Лиля, сперва сильно удивилась:
— Милочка, это невозможно! У меня мужчин было — больше чем Вам сейчас лет и, поверьте — ещё ни одного подобного не попадалось.
Затем звонко рассмеялась и, мельком кинув заинтересованный взгляд на меня:
— Это должно быть, Вам повстречался какой-то ангел — случайно забредший к нам на грешную Землю!
Ещё раз удивлённо пожав плечами, секс-символ эпохи НЭПа закончила мысль:
— … Итак, потакайте его маленьким мужским слабостям, постоянно твердите — что он гений, убедите — что кроме Вас, этого никто не понимает. А остальное предоставьте сделать вашему шёлковому нижнему белью и его воображению.
Однако, кроме всех этих её «приёмчиков», женского самоуверенного обаяния и эгоцентричной целеустремлённости, бешеной энергетики и сексуальности — в Лиле чувствуется какая-то необъяснимой природы магия, делающая её власть над мужчинами просто невероятно прочной.
И я, как главный герой какого-нибудь фэнтази про гоблинов и эльфов, попал под удар этой «магии»!
Вот, Есенин вернулся и обратив на меня внимания, не больше — чем на опрокинутый кем-то стул, забрал Лизу и слегка пошатываясь повёл её к выходу… Хотя, конечно, в этом месте можно ещё поспорить — кто-кого «повёл».
— Извини, но я должен проводить Сергея, — несколько смущённо попрощался со мной Яков Блюмкин, красноречиво придерживаясь за карман со стволом, — на улице очень много шпаны.
«Ему то, коренному одесситу, — недоумеваю, — чего за московскую шпану переживать-беспокоиться?».
— Хорошо, ещё свидимся. Свой «архив» забери — мне он ни к чему…
— Ах, да! — спохватывается и собирает со стола бумаги[3].
Кроме него, Сергея Есенина пошли провожать Вадим Шершеневич, Георгий Якулов и ещё целая толпа — друзей, поклонников поэта и прочих.
Чем-то озадаченный Анатолий Мариенгоф, вернувшись с улицы, тотчас пошёл наверх… Должно быть в офис заведения подсчитывать выручку.
Илья Соломонович Соловейчик куда-то после скандала исчез, а Александр Михайлович Краснощеков, всё так же оживлённо беседовал за одним из столиков с двумя нэпманами.
И тогда Лиля Брик, обратила свой взор на меня и подозвав жестом, несколько смущённо улыбаясь, поведала как самому близкому и даже «интимному» другу:
— Настроение из-за здоровья просто отвратительное! Купила специально пару красных чулок и надеваю их, когда никто не видит — очень весело, знаете ли!

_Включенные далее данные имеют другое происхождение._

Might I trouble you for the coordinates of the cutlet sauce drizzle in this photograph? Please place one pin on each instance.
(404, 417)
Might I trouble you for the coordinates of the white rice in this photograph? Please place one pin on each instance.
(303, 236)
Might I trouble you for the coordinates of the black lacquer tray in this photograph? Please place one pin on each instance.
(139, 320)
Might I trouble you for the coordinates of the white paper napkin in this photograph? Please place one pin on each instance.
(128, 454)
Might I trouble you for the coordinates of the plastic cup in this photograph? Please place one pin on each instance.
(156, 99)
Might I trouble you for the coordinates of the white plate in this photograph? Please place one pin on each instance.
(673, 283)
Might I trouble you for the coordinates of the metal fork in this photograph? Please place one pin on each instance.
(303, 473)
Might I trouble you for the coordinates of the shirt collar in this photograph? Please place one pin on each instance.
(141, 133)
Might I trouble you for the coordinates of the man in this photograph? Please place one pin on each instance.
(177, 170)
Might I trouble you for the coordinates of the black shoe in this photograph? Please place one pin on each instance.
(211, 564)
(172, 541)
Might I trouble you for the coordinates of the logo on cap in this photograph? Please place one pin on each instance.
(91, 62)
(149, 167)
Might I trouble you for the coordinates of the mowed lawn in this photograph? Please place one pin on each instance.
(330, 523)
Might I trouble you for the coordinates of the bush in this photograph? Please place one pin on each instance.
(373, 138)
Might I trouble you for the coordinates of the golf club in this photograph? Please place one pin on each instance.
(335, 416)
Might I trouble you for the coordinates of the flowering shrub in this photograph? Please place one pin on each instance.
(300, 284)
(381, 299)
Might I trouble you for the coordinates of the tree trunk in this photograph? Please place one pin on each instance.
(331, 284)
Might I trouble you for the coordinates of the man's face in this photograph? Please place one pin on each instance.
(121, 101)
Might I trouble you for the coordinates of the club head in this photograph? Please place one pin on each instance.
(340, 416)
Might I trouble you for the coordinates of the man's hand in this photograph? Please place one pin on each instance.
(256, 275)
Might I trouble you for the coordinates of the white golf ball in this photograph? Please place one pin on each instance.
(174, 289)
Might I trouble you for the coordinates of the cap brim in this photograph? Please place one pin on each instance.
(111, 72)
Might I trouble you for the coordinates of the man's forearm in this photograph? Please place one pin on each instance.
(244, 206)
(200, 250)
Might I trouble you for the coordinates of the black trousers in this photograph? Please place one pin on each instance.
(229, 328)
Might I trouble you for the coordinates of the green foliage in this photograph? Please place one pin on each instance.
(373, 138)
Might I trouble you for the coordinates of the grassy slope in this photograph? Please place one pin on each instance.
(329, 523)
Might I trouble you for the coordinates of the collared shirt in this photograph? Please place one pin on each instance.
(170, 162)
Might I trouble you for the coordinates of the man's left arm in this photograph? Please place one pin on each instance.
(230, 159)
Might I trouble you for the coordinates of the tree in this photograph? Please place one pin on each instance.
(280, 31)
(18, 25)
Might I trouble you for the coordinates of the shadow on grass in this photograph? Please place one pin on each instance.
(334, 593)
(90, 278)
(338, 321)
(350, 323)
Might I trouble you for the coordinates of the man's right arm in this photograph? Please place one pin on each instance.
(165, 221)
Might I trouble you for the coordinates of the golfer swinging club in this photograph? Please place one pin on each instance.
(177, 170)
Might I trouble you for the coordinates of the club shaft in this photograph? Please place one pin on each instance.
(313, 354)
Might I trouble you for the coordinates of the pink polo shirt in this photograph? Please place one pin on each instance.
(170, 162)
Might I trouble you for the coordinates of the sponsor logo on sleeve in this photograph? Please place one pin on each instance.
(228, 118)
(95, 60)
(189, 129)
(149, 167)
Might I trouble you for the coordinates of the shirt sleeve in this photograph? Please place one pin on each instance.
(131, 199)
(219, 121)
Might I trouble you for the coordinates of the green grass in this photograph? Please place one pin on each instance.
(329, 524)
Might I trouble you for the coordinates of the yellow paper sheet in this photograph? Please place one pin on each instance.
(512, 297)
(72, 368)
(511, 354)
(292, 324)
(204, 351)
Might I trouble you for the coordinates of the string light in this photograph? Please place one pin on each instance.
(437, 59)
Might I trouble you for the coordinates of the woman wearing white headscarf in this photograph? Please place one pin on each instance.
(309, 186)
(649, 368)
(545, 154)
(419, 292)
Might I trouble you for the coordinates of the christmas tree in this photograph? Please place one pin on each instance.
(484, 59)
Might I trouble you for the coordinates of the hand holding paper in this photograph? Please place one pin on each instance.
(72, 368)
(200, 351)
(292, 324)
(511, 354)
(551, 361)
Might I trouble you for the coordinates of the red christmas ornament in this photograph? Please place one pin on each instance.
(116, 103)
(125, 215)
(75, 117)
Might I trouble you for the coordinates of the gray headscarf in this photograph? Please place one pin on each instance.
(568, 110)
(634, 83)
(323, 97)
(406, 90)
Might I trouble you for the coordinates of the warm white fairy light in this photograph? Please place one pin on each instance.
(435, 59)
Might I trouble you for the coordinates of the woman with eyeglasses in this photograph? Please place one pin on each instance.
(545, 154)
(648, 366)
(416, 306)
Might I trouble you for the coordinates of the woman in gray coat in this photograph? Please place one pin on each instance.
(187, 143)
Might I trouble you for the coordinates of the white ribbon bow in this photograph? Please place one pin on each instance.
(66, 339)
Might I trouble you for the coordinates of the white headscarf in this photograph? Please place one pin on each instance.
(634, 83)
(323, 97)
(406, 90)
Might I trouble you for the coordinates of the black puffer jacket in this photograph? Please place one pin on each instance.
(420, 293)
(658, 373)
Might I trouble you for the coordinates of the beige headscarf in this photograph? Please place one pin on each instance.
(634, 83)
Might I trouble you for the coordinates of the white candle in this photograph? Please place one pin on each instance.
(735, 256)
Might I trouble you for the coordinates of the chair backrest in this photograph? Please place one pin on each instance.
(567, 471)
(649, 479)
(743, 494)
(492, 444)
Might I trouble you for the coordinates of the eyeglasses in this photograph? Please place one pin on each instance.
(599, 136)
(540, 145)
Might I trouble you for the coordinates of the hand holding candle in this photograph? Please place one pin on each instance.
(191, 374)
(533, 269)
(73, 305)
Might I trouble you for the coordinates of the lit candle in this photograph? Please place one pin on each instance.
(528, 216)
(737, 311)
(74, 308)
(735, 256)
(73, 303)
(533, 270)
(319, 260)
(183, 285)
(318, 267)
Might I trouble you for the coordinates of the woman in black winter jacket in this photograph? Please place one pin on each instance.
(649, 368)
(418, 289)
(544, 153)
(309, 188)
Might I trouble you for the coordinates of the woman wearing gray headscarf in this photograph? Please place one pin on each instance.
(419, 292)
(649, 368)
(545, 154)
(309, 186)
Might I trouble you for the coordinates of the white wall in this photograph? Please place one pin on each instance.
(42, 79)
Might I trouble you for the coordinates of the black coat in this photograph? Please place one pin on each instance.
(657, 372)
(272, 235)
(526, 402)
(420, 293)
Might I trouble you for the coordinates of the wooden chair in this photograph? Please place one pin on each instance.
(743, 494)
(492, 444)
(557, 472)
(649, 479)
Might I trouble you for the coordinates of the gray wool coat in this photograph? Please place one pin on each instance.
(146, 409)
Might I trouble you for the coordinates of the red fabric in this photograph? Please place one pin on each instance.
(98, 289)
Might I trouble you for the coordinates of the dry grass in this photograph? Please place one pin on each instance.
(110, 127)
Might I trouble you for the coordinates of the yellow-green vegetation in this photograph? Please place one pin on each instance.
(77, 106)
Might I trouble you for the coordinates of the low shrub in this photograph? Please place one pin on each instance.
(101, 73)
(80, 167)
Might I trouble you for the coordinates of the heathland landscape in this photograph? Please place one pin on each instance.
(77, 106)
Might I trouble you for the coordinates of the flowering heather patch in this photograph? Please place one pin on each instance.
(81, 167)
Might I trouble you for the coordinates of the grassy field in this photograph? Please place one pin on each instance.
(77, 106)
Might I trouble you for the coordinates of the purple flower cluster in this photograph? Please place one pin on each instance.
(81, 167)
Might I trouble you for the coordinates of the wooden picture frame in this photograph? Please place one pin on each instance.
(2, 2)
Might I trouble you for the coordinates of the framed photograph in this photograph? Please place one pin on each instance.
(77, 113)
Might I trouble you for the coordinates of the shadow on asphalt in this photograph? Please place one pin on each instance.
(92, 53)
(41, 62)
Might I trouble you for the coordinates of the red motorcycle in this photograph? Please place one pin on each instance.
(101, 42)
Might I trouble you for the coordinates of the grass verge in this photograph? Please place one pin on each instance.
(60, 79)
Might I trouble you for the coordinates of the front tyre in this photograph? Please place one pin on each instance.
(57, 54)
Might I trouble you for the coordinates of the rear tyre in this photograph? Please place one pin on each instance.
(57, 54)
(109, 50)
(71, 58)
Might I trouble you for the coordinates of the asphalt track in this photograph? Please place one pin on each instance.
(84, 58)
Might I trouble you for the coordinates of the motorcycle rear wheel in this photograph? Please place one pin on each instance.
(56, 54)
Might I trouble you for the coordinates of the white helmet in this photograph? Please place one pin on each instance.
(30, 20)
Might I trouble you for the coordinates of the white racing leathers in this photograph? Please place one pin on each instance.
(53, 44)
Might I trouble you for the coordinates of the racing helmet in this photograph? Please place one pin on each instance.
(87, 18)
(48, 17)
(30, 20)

В её устах, это прозвучало как многообещающее предложение мне на эти «красные чулки» взглянуть. По крайней мере — по мере собственной испорченности, я так эти слова понял.
— Красное женское бельё на классных ножках — это неимоверно весело, — кивая соглашаюсь, — и как раз под стиль эпохи…
Невольно для меня, это прозвучало — как моё остро-страстное желание взглянуть, как «красное бельё» — сидит на её женском теле.
Она, загадочно-побуждающее улыбнулась Джокондой с полотна великих Леонардо да Винчи, как будто заранее одобряя любую глупость которую я выкину.
— «Веселиться» в одиночестве слишком часто нельзя, — на уровне инстинкта почувствовав её одобрение своим словам, продолжаю, — можно привыкнуть и незаметно для себя оказаться в Кащенко.
— Хахаха! А Вы, действительно — весьма необычный оригинал, молодой человек! Расскажите мне про себя.
Мал по малу, разговорились.
Совершенно незаметно для меня, очень скоро я стал изо всех сил стремиться доказать ей, что хотя до гениального Маяковского мне бесконечно далеко — но всё на меня, тоже стоит обратить внимание! Лиля Брик же, грамотно задавая вопросы — всемерно поощряла и стимулировала мои старания понравиться ей. И кажется, это был довольно нечастый случай в моих обоих жизнях: когда, пытаясь превзойти себя — я прыгнул выше головы.
— Заведение закрывается, — огляделась она по сторонам, — не проводите ли меня, Серафим?
Её голос, её жесты, её взгляд — показались мне ОЧЕНЬ(!!!) многообещающими и, я не мог сказать ничего другого, кроме как:
— Если в эту ночь я ЭТОГО(!!!) не сделаю — то буду проклинать себя всю оставшуюся жизнь.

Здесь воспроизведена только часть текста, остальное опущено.